MR. ARMSTRONG: There's three specific areas to the Time Warner-AOL deal with Google. Our main interest in doing the relationship was to help AOL take the very powerful and rich content that they had in the AOL environment and help them move it to the Web. What it means for media buyers is the ability to probably reach more people in the former AOL environment now that AOL content will be linked across the Web and Google is going to help that. So purely as a media buyer, there's probably opportunities to do enhanced relationships with AOL.

The second piece of it is the ability for AOL to be more of a principal in the search market. Media buyers, through an AOL sales rep, will be able to buy not only branded ads, but go through the search environment in terms of advertising, as well, and run on AOL with a Google-powered platform. That's been a great relationship we've had with them and this will give them an opportunity to let them sell search ads, which we think is fantastic.

The third area is really more access to the Google content network. And, the Google content network itself is made up of thousands and thousands of properties, which are really important because our own sales team sells into those. The AOL sales force will be able to sell brand ads across our content network and our display advertising.

MW: Your content network encompasses what exactly?

MR. ARMSTRONG: About half the traffic on the Web comes from outside of the top 9,000 properties. There's literally millions of properties that constitute half, or over half, of the traffic to the Internet. Google's content network is a program that Google as a company has taken our technology and understanding of indexing content and applied it to the advertising business where Google's advertisements runs across a large sub-segment of those sort of unreachable sites in a lot of cases. The ability in the AOL deal, and the ability normally with dealing with Google's ad program, is the ability for customers to do very, very local-level targeting across sites that probably have been out of scale and out of reach in the past. And the ability within the Google content network is the ability to get very high-scale, and very specific targeting criteria. Last year we launched the ability to do display ads or branding ads within that environment, and the AOL deal will be an enhancement to that offering and will give AOL customers more access to that network.

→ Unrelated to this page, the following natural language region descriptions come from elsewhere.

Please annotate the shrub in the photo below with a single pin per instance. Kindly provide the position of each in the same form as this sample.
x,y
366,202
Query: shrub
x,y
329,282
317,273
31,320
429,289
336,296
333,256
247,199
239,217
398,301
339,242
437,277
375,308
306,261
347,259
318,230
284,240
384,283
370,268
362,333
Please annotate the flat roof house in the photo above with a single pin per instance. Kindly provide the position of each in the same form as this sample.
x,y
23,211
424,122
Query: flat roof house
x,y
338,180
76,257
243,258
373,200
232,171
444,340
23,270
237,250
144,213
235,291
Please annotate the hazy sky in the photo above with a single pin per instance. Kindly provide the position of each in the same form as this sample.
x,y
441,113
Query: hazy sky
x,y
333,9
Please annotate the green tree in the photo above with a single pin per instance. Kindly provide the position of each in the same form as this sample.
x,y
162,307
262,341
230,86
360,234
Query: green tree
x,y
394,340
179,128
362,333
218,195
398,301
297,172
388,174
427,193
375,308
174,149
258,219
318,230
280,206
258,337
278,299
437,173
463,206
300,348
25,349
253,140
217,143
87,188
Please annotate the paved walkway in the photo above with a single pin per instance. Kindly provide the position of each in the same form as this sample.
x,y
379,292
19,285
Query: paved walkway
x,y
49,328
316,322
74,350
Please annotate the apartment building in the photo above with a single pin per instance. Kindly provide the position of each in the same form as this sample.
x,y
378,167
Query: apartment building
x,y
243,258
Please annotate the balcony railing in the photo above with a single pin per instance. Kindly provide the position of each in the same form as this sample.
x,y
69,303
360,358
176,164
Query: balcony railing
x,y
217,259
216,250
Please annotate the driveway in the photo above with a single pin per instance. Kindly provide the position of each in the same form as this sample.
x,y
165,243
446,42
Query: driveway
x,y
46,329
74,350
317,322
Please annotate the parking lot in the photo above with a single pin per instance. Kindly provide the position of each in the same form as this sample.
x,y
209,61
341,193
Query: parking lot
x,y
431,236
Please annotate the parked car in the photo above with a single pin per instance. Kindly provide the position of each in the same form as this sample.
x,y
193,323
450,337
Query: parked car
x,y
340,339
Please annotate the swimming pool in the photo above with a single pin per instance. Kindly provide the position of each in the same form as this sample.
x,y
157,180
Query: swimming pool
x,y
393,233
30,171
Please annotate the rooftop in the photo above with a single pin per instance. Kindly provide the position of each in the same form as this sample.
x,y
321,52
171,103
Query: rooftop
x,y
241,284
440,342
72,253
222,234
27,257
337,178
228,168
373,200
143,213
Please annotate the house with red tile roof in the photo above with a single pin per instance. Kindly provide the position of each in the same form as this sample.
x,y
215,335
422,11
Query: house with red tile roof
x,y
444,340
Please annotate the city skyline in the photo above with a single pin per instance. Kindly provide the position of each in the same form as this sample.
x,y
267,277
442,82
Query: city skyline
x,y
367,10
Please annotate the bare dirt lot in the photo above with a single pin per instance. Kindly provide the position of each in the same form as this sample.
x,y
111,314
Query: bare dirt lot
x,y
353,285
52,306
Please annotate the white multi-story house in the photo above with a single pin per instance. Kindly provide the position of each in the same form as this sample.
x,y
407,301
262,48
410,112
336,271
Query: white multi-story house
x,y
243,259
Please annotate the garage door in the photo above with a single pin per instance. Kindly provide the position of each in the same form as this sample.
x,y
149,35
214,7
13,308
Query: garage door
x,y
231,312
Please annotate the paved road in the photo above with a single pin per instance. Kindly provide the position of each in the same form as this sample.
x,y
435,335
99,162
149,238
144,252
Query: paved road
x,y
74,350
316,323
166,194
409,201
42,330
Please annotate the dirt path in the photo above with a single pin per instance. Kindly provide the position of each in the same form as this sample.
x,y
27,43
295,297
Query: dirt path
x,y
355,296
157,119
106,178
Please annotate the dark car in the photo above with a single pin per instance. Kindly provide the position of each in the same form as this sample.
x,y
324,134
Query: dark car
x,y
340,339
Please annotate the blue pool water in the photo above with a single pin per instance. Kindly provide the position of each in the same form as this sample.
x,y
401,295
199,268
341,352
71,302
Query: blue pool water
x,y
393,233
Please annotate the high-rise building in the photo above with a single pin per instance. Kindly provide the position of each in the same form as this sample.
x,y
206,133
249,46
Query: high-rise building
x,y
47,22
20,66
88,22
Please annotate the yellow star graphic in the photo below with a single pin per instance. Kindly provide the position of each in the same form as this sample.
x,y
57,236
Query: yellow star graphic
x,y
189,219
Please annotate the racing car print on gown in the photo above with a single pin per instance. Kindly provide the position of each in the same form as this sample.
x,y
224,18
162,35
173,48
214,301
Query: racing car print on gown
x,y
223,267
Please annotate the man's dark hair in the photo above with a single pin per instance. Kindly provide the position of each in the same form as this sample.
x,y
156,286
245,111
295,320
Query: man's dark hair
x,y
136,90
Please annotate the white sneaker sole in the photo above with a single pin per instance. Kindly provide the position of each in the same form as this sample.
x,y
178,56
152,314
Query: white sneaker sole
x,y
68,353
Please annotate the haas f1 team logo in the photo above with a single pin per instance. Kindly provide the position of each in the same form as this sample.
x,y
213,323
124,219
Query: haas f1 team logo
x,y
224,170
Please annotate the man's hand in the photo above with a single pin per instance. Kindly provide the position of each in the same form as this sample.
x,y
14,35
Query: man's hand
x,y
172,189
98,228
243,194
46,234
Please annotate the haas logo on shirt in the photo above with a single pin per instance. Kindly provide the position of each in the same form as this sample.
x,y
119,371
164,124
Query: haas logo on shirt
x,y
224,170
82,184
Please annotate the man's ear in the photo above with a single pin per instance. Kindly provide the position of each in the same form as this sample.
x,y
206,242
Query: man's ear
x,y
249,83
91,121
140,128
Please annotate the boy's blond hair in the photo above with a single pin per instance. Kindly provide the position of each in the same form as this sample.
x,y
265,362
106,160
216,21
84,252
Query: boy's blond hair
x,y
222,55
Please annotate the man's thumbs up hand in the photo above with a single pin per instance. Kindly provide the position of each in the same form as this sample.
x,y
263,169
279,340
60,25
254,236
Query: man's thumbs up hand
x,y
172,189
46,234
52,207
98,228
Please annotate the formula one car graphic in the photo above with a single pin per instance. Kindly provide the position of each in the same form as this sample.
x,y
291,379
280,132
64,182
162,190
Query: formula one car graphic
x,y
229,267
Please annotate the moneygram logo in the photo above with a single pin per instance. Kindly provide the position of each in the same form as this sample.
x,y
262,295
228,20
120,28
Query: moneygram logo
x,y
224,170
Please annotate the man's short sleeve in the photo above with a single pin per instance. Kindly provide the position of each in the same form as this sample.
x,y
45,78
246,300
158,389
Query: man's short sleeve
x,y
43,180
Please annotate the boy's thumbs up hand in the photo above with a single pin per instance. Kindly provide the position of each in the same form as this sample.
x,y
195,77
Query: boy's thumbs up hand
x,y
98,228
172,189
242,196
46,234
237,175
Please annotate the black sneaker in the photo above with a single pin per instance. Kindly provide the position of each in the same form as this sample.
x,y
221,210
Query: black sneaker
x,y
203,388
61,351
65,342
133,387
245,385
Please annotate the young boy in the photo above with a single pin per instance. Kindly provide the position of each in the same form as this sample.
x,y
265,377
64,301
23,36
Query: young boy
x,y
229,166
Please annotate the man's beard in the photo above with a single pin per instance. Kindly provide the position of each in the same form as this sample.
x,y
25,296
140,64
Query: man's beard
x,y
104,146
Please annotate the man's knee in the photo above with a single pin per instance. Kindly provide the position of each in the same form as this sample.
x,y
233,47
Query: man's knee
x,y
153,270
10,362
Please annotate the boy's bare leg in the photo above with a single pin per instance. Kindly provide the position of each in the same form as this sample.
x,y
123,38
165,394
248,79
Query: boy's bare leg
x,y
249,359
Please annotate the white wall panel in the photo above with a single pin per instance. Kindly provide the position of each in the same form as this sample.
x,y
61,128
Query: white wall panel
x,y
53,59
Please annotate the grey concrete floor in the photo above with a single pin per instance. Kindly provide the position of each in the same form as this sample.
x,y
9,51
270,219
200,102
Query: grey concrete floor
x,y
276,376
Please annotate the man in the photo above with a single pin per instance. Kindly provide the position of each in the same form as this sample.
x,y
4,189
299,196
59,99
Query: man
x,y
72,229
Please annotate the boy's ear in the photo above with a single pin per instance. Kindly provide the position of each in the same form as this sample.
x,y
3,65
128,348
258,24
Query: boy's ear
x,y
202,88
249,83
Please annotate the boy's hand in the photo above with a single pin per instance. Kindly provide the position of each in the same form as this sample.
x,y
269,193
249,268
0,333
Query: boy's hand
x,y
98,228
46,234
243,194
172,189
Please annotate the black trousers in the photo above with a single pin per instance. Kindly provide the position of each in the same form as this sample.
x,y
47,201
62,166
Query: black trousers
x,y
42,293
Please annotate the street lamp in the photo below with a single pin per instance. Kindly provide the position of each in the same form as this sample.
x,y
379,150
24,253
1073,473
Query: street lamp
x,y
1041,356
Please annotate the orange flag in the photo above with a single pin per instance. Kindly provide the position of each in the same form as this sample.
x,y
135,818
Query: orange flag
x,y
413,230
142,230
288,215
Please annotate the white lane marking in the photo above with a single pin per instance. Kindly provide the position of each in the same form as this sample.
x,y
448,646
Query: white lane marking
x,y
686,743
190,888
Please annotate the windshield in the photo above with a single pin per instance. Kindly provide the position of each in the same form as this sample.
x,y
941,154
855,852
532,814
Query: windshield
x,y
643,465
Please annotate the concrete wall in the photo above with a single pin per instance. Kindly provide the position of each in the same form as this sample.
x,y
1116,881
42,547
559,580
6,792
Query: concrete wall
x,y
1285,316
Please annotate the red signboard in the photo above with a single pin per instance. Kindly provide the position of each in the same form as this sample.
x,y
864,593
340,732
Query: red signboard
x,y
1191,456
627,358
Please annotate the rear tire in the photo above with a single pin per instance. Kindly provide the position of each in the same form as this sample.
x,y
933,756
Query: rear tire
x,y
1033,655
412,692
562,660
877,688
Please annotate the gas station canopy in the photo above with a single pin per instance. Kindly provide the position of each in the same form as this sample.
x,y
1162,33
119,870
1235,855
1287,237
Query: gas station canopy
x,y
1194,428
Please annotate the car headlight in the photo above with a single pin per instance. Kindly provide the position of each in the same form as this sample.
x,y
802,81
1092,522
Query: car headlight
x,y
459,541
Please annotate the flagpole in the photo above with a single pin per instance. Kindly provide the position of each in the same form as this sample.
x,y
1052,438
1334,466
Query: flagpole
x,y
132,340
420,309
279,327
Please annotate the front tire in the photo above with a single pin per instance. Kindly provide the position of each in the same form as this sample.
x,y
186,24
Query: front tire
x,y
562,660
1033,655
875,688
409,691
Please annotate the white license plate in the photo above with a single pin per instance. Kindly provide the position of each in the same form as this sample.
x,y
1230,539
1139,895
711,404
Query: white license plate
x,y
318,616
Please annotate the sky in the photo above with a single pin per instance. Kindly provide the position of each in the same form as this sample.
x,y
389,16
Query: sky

And it will allow our publishers in that network to have more access to more types of Google and AOL ads.

MW: What's next for Google Earth?

MR. ARMSTRONG: Google Earth specifically has opened itself out and not from an advertiser standpoint, but from a user mash-up point of view. Advertisers are programming directly into Google. So if you happen to be a Fortune 500 real estate company, you can actually put all your listings into Google Earth. And although that's not paid advertising, the ability to use a Google product to show the world your available inventory, we think that's great for users. We think that's great for Google Maps. Google Earth is something that has no specific plan right now for monetization and may never have that. But it's something that the ad community should be interested in because it's a wonderful opportunity.

MW: Where will Google be in five years?

MR. ARMSTRONG: Well hopefully Google in five years will be on a lot of people's minds -- just from a user experience. Our premise about the ad business specifically is that the ad business is not a zero-sum game, meaning that there is going to be a lot of people who are successful across the business, and hopefully Google will be one of those companies. More importantly than where Google is in five years is that hopefully the ad industry will be much healthier than it is today and much larger. When you combine the notions of a digital user and the digital versions of a company's assets, and the ability to do digital targeting, you are potentially looking at a company that could be much larger in scale in five years than it is today.